彼は黒で彼女は白〜俺様社長の甘い罠〜
3.彼女は白
急ぎ足でマンションに戻ると、そっと寝室を覗いてみる。…そして、雪はギョッとする。

「何やってるんですか‼︎」

そう言いながら、琉偉に駆け寄ると、ノートパソコンを取り上げた。

「…何って仕事」
「いい加減にしてください!寝てなきゃ治るものも治りませんよ!」

プンスカ怒りながら、画面の操作をし、電源を落とすと、琉偉をベッドに無理やり寝かせる。

「…そんなに怒るな」
「怒りますよ‼︎全く、過労で死にたいんですか⁈」

「…良いよ、別に死んでも」

琉偉の言葉に、更に怒る雪。

「死んだら困るんですよ!」
「…どうせ、会社のやつだろ?心配ない。マーがいるから」

…マー。
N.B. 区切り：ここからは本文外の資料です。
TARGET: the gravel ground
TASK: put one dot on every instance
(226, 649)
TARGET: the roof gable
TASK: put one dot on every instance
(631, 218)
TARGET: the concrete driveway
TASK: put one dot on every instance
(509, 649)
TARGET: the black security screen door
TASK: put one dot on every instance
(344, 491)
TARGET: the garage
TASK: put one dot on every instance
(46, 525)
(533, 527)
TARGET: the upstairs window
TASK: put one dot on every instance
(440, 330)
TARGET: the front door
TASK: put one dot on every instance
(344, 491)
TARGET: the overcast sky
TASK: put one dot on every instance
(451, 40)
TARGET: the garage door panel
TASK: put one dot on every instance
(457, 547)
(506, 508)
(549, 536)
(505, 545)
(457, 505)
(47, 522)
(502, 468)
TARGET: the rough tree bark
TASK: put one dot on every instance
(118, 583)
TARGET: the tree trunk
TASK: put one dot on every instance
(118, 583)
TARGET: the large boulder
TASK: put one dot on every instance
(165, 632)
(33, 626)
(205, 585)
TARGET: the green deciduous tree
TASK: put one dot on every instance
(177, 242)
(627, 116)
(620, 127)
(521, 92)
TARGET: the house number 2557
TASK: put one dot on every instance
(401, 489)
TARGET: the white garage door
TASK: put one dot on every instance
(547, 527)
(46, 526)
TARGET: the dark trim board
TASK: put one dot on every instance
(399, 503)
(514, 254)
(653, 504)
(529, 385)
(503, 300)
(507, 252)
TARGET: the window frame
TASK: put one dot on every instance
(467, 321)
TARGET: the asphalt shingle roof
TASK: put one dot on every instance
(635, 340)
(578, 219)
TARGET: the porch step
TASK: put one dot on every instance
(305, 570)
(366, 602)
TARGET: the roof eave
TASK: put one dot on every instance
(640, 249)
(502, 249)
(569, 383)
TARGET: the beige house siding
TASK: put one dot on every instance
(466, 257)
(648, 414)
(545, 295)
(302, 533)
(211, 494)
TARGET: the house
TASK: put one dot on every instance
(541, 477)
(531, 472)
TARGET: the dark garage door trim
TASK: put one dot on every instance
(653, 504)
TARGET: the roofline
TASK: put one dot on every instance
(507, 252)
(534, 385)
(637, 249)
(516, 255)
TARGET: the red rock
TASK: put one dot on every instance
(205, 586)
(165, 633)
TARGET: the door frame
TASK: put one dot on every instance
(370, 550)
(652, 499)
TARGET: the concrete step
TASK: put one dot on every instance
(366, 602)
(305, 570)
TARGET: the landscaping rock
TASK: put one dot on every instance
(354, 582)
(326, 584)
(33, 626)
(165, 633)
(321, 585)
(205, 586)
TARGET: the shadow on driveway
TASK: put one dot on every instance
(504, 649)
課長の事か。

雪は思わず琉偉の頭をはたいた。当然琉偉は驚いている…叩かれた事ではない。

雪が泣きそうな顔をしているからだ。

「…じゃあ死んじゃえばいいじゃないですか!」

そう捨てゼリフを吐くと寝室を出て行こうとする。琉偉は少し焦って起き上がると、雪を抱き寄せた。

「…ゴメン…ウソだよ」
「…知りませんよ」

抱かれた体が熱い。…琉偉の熱が雪に伝わってくる。

「白井さんの為に、死なないから」
「…」

「だからもう、怒らないで」

ゆっくり振り返らすと、雪は泣いていて、琉偉は指の腹でその涙を拭った。

「お願いです。寝ててください。…何か作ってきますから」

そう言うと、鼻をすすって、困った顔をする。雪を見つめると。

「頭叩いてゴメンなさい」

と言うから、琉偉は笑ってしまった。